La rentrée sociale en Algérie s’annonce tumultueuse. La fédération nationale du secteur des communes (FNSC), affiliée au Syndicat national autonome des personnels de l’administration publique (SNAPAP), appelle dès aujourd’hui à une grève de huit jours à l’échelle nationale.

(De notre correspondant)

Ceux qui prédisaient une rentrée sociale mouvementée semblent avoir eu raison. Les travailleurs communaux sont les premiers à appeler à une grève de huit jours, dès aujourd’hui.

Ces travailleurs n’ont jamais cessé de faire parler d’eux. Leurs revendications sont loin d’être de fraiche date : depuis deux ans, le secteur ne cesse de réclamer l’amélioration de leur situation socioprofessionnelle. Ils ne comptent aucunement lâcher du lest et se montrent, au contraire, résolument engagés pour aller jusqu’au bout de leur démarche gréviste en contestation de la non tenue des promesses de tutelle. Dans un communiqué explicatif notant que, « le bureau national de la FNSC, qui s’est réuni le 25 août dernier, a décidé, en concertation avec les représentants des wilayas, de recourir à une grève de huit jours à compter du 4 septembre », la fédération des communes décide d’appuyer leur mouvement de protestation par des sit-in devant les sièges des wilayas, sur tout le territoire national.

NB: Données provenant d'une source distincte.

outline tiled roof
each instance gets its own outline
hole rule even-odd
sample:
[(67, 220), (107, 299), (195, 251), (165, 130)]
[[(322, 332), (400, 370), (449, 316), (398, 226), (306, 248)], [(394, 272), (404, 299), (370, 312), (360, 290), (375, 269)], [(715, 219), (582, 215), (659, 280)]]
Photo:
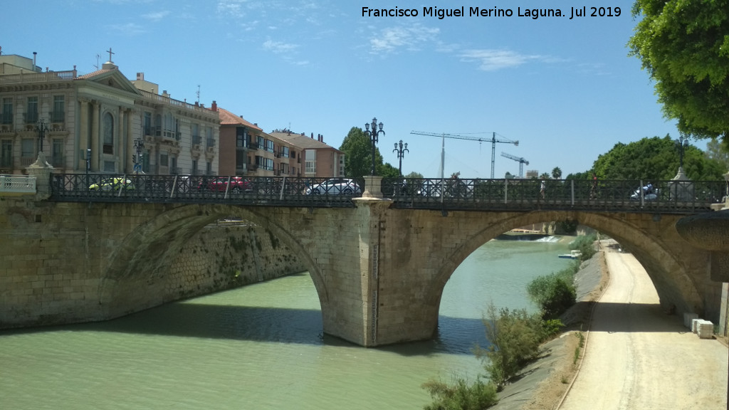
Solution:
[(324, 144), (321, 141), (317, 141), (316, 138), (311, 138), (305, 135), (301, 135), (300, 134), (294, 134), (287, 132), (273, 132), (270, 133), (269, 135), (278, 138), (278, 139), (290, 142), (291, 144), (293, 144), (294, 145), (296, 145), (300, 148), (304, 148), (304, 149), (330, 148), (332, 150), (335, 150), (336, 151), (339, 151), (339, 150), (337, 150), (336, 148), (332, 147), (331, 145), (327, 145), (327, 144)]
[(220, 108), (219, 107), (218, 107), (218, 112), (220, 115), (221, 125), (246, 125), (250, 128), (254, 128), (261, 131), (263, 131), (258, 125), (249, 123), (242, 117), (235, 115), (227, 109)]

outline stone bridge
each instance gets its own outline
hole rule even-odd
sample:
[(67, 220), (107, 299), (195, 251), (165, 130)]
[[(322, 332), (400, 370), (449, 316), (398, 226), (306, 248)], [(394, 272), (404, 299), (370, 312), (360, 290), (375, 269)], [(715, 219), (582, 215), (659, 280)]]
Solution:
[[(677, 233), (685, 215), (590, 211), (351, 208), (0, 201), (0, 327), (103, 320), (174, 299), (163, 284), (186, 242), (230, 216), (252, 221), (311, 273), (328, 334), (362, 346), (426, 339), (443, 287), (475, 249), (533, 223), (570, 219), (629, 249), (666, 308), (718, 322), (725, 254)], [(484, 274), (488, 274), (488, 267)]]

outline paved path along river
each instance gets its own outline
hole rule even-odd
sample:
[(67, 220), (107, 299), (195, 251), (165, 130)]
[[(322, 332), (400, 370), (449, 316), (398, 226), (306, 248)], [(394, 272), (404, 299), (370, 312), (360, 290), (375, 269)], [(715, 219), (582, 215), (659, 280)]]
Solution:
[(606, 250), (610, 284), (561, 410), (727, 408), (727, 348), (661, 311), (645, 269)]

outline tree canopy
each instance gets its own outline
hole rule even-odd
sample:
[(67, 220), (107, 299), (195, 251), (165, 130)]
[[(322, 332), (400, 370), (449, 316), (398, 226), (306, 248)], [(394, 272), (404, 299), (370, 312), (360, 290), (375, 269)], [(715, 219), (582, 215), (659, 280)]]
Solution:
[[(361, 178), (371, 174), (372, 142), (359, 127), (352, 127), (342, 141), (339, 150), (344, 152), (344, 175), (347, 178)], [(375, 174), (381, 177), (396, 177), (399, 174), (397, 168), (383, 163), (380, 149), (375, 149)]]
[(636, 0), (628, 45), (681, 132), (729, 133), (729, 0)]
[[(671, 179), (679, 169), (679, 148), (670, 136), (644, 138), (623, 144), (598, 157), (593, 170), (604, 179)], [(725, 171), (692, 145), (684, 150), (684, 172), (691, 179), (722, 179)], [(588, 174), (588, 173), (585, 173)]]

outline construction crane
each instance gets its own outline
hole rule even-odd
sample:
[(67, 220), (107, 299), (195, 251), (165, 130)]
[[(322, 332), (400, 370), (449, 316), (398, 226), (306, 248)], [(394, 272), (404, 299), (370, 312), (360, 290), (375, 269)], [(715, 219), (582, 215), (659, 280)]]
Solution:
[(519, 163), (519, 178), (524, 177), (524, 164), (529, 165), (529, 161), (525, 160), (523, 158), (519, 158), (515, 155), (512, 155), (511, 154), (507, 154), (502, 151), (502, 156), (506, 157), (510, 160), (514, 160)]
[[(502, 136), (497, 134), (496, 133), (493, 133), (491, 138), (483, 138), (465, 135), (455, 135), (452, 134), (438, 134), (434, 132), (422, 132), (422, 131), (410, 131), (410, 134), (414, 134), (416, 135), (429, 135), (431, 136), (440, 136), (443, 139), (443, 152), (441, 153), (440, 158), (440, 169), (441, 173), (443, 173), (443, 161), (445, 152), (445, 139), (446, 138), (454, 138), (456, 139), (467, 139), (469, 141), (477, 141), (479, 142), (491, 142), (491, 179), (494, 179), (494, 164), (496, 163), (496, 142), (501, 142), (504, 144), (513, 144), (514, 145), (518, 146), (518, 141), (512, 141)], [(443, 175), (441, 175), (443, 177)]]

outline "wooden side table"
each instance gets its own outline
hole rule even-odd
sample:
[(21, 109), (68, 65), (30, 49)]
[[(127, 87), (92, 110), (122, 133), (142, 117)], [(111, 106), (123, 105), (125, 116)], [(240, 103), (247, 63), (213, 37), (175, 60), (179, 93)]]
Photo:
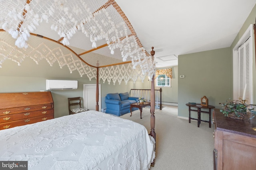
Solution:
[[(213, 106), (208, 105), (207, 106), (200, 106), (200, 104), (186, 104), (186, 106), (188, 106), (188, 111), (189, 112), (189, 116), (188, 117), (188, 122), (190, 123), (190, 120), (196, 120), (197, 121), (197, 127), (199, 127), (199, 126), (200, 125), (200, 123), (201, 123), (201, 121), (203, 121), (204, 122), (207, 122), (209, 123), (209, 127), (211, 128), (211, 110), (212, 109), (213, 109), (215, 107)], [(197, 109), (191, 109), (191, 107), (196, 107), (197, 108)], [(209, 109), (208, 111), (204, 111), (202, 110), (201, 110), (201, 108), (204, 109)], [(197, 115), (198, 115), (198, 118), (195, 119), (191, 118), (190, 117), (190, 111), (197, 111)], [(203, 120), (201, 119), (201, 113), (206, 113), (209, 114), (209, 121)]]
[(148, 106), (150, 106), (150, 102), (144, 102), (143, 104), (140, 104), (140, 103), (134, 103), (131, 104), (130, 106), (130, 111), (131, 112), (131, 115), (130, 116), (132, 116), (132, 108), (137, 107), (138, 108), (140, 111), (140, 119), (142, 119), (141, 117), (141, 113), (142, 112), (142, 108)]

L’ouverture de négociations sur le statut particulier et le régime indemnitaire des communaux, l’élaboration de toute la réglementation relative au monde du travail et l’amélioration du pouvoir d’achat sont les principales revendications de ce syndicat. Ces revendications restent lourdes de sens pour les citoyens. La réintégration de tous les syndicalistes licenciés et suspendus « arbitrairement », la révision du statut particulier des corps communs, des ouvriers professionnels, des conducteurs et des gardiens et l’abrogation de l’article 87 bis de même que le maintien du régime de retraite reviennent aussi à la charte revendicative des protestataires qui maintiennent leur pression sur les pouvoirs publics.

D’autres secteurs bientôt contaminés par la contestation sociale ?

Dans le milieu éducatif, le bouillonnement est aussi de mise. Le corps enseignant ne décolère toujours pas puisque les revendications du secteur sont loin d’être résolues. D’autres secteurs sont également susceptibles de reprendre leur contestation comme celui de la santé dont les travailleurs se plaignent toujours de l’étau socio-économique qui se resserre sur eux.